One page, 160 x 202mm, with recipients' name written in Jefferson's hand affixed to verso (marginal losses infilled with period paper affecting one letter of text, several weak folds reinforced on verso, recipient's name).

Early in his first administration, Thomas Jefferson outlines his philosophy on political appointments. A candid and revealing letter, written in response to an impassioned plea requesting Jefferson reconsider his choice of David Gelston as Collector of the Port of New York. To this Jefferson replied: "No more welcome service can be rendered me than by information as to characters. My own knowledge of them through the extent of the union is very circumscribed. The consequence is that appointments, which are not the best, will sometimes be made, when my wish is purely to make the best. I suffer no personal views to affect my choice; but relying on the information of others, who with very laudable intentions sometimes form an estimate of a particular character different from that of others, must sometimes fail in effecting the best choice. I always wish to have information from different quarters, & from a view of the whole to form the best judgment I can."
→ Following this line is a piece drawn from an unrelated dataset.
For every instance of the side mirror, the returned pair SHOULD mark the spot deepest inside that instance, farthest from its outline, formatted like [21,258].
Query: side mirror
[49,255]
Keletas, a New York Democratic-Republican partisan, was the son of a Presbyterian clergyman and an attorney in New York who had been jailed for publishing attacks against the New York legislature in 1796. In his letter to Jefferson, Keteltas warned that Gelston was the member of a committee appointed to oversee the New York gubernatorial election of 1792 in which he and his associates invalidated the ballots of three counties in the state, tipping the contest in favor of George Clinton over John Jay. According to Keteltas, the action, "convulsed the State, and put at Hazzard the Very Existance [sic] of the Constitution, and though passed over by the Moderation of the people, is Not, or Ever ought to be forgotten by [those] Who truly Estimate the Sacred Right of suffrage." Yet Keteltas conceded that if Jefferson could "dispense with the Objection I have Stated Against Mr. Geltson, he is in Every Other Respect Qualified for the trust." Evidently Jefferson chose to overlook the affair, and Gelston served as the Collector of the Port of New York until 1821.